In summer I’ve done a soldering workshop for some teens. Because I wanted the workshop to be cool and challenging at the same time I designed a PCB (“Printed Circuit Board”) tailored to my requirements. It has a mikrocontroller, an OLED-display, a button, LED and some SMD parts.
When the button is pressed the display shows a text and the LED blinks, both for a time duration of ten minutes. The PCB is powered by a CR2032 coin cell battery.
The PCB is designed in order to be challenging but also to be fun to solder. Therefore the parts are surface mounted (SMD parts) with a size of 0805 which is kind of small, but not too small ;)
The mikrocontroller is a STM32L062K8 from ST Microelectronics in a 32 pin LQFP package.
The OLED-display is bought from Amazon and is 1.3 inch in size. It communicates with the uC using the I2C protocol. The display is mounted on the main PCB with four screws.
For the processor clock an external crystal is used. It clocks with 8 MHz. Well, actually the external crystal is quite overkill but it looks cool.
Button debouncing is done in software in order to keep the PCB simple and because the workshop time was limited.

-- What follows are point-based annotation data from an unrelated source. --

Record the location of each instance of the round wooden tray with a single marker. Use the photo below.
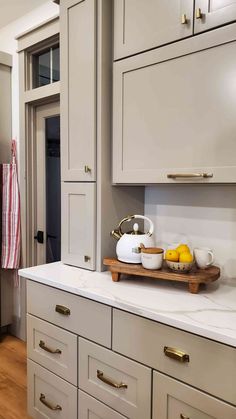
(194, 278)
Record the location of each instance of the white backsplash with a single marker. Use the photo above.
(202, 215)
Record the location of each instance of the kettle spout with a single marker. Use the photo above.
(116, 234)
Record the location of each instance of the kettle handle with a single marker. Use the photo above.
(151, 226)
(131, 217)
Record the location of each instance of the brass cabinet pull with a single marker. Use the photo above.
(62, 310)
(48, 404)
(176, 354)
(110, 382)
(87, 169)
(184, 19)
(198, 13)
(189, 175)
(47, 349)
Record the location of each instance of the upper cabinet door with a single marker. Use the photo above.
(174, 113)
(212, 13)
(141, 25)
(78, 90)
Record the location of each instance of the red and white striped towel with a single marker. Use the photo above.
(10, 214)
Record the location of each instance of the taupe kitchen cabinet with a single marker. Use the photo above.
(78, 224)
(91, 207)
(140, 25)
(173, 112)
(212, 13)
(78, 90)
(175, 400)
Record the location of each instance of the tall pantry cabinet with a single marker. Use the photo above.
(91, 206)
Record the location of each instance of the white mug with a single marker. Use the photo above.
(203, 257)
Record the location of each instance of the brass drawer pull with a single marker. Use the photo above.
(62, 310)
(176, 354)
(47, 349)
(189, 175)
(110, 382)
(87, 169)
(48, 404)
(198, 13)
(184, 19)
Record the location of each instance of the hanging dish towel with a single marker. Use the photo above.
(10, 215)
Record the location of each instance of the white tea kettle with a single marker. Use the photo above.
(128, 246)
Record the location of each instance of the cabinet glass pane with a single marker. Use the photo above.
(55, 64)
(41, 69)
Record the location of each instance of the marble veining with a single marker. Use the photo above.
(211, 313)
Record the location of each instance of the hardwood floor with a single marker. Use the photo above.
(13, 379)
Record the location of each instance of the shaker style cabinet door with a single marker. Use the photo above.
(174, 113)
(78, 90)
(212, 13)
(140, 24)
(78, 224)
(175, 400)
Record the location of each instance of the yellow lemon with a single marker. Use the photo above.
(183, 248)
(172, 255)
(185, 257)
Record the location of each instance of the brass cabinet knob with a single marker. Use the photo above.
(87, 169)
(184, 19)
(199, 14)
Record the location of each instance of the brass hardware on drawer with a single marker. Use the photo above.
(184, 19)
(189, 175)
(62, 310)
(198, 13)
(110, 382)
(47, 349)
(87, 169)
(176, 354)
(48, 404)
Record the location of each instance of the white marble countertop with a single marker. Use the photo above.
(210, 313)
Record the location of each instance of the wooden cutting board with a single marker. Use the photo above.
(194, 278)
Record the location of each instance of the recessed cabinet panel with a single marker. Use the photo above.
(212, 13)
(122, 384)
(78, 224)
(90, 408)
(52, 347)
(175, 115)
(140, 25)
(78, 90)
(48, 395)
(177, 353)
(172, 400)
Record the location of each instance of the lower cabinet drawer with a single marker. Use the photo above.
(122, 384)
(79, 315)
(200, 362)
(90, 408)
(172, 400)
(49, 396)
(53, 348)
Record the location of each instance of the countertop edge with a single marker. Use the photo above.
(179, 324)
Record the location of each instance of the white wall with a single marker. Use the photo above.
(202, 215)
(9, 44)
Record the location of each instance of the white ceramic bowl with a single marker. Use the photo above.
(180, 267)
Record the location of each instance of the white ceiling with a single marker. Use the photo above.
(11, 10)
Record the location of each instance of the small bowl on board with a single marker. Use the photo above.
(181, 267)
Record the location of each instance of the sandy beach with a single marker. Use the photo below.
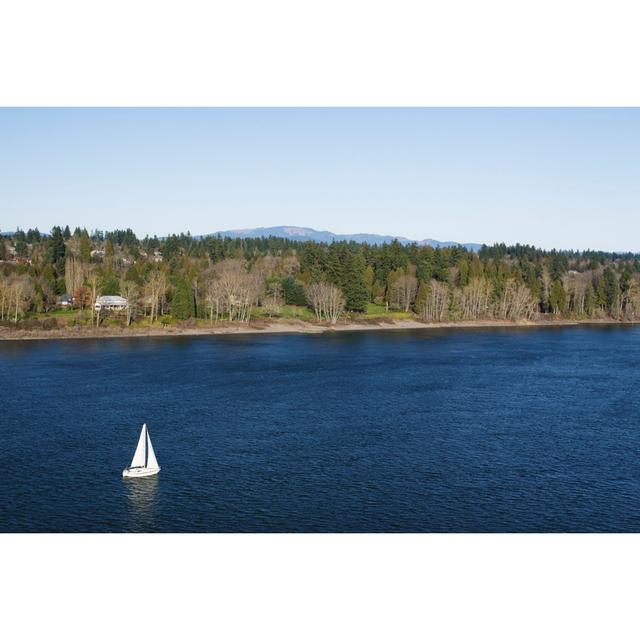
(272, 327)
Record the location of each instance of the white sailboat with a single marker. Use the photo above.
(144, 461)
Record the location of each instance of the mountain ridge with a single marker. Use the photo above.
(307, 233)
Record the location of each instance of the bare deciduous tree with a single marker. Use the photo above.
(326, 300)
(435, 305)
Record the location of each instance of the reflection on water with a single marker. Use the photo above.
(142, 494)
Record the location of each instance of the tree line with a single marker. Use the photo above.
(229, 279)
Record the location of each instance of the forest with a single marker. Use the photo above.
(214, 279)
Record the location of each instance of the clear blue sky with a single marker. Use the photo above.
(565, 178)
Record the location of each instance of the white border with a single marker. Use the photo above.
(319, 586)
(319, 53)
(330, 52)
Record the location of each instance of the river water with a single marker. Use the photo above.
(473, 430)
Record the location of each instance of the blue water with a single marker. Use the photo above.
(466, 430)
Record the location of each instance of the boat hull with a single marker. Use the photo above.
(139, 472)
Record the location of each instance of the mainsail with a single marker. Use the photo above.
(152, 463)
(139, 457)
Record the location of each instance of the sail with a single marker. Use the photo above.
(152, 463)
(140, 454)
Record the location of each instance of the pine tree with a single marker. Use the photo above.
(558, 298)
(463, 268)
(354, 287)
(85, 246)
(183, 303)
(590, 300)
(611, 290)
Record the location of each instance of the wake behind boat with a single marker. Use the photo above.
(144, 461)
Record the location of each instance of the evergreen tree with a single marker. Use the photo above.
(558, 298)
(109, 285)
(590, 300)
(183, 303)
(610, 289)
(293, 292)
(354, 287)
(85, 246)
(463, 268)
(57, 247)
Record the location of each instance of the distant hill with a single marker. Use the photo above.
(305, 233)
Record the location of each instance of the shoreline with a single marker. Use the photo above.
(283, 327)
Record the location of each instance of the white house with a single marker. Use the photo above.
(111, 303)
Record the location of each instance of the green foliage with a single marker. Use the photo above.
(558, 298)
(293, 291)
(85, 246)
(110, 285)
(183, 302)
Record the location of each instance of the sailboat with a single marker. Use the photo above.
(144, 461)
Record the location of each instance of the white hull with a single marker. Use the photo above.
(139, 472)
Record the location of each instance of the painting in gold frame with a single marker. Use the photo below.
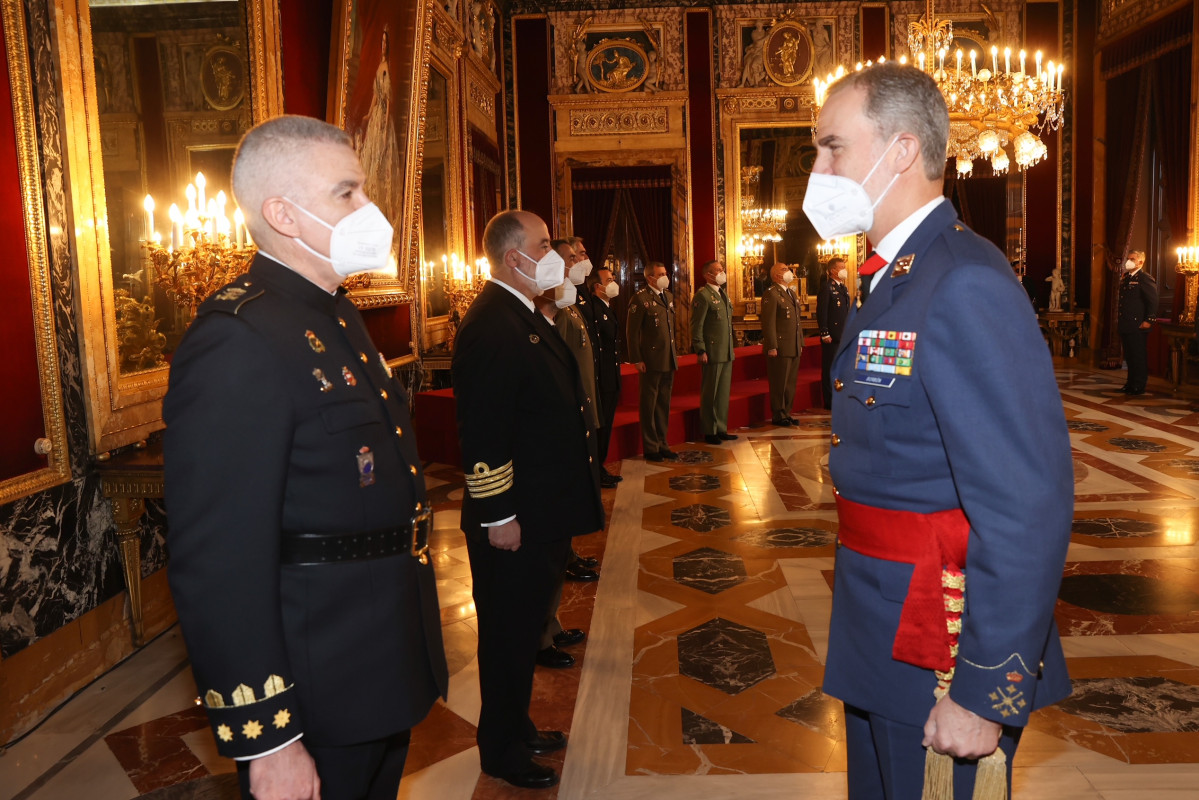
(378, 82)
(32, 429)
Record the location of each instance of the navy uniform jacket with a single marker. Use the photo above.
(604, 331)
(278, 404)
(522, 415)
(832, 308)
(972, 421)
(1138, 301)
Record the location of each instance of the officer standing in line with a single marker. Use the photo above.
(651, 350)
(832, 308)
(711, 337)
(1138, 308)
(299, 521)
(604, 331)
(782, 341)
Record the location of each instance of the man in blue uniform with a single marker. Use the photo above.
(950, 457)
(297, 507)
(1138, 308)
(532, 482)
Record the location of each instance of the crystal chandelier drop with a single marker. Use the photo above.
(758, 224)
(996, 112)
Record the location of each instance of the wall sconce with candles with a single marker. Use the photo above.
(1188, 268)
(206, 248)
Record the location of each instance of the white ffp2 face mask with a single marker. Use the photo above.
(549, 272)
(839, 206)
(360, 242)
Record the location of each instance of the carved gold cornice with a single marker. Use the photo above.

STM32L062K8 (LQFP32 package)
PTS636 SL43 SMTR LFS
1.3 inch OLED display
Link to Amazon
LG R971-KN-1 (size 0805)
SMD capacitors and resistors (see down below)
Coin battery CR2032
SMD coin battery holder
screws and screw nuts (4x)
The eagle design files are located in my github repo in the folder “eagle-files”.
In order to flash the uC the serial wire debug (SWD) protocol is used. The corresponding pins of the uC are layouted to the PCBs pinheader (have a look at the eagle files). I used a NUCLEO-development-board from ST, which is not only able to flash its own uC but also can flash external ones.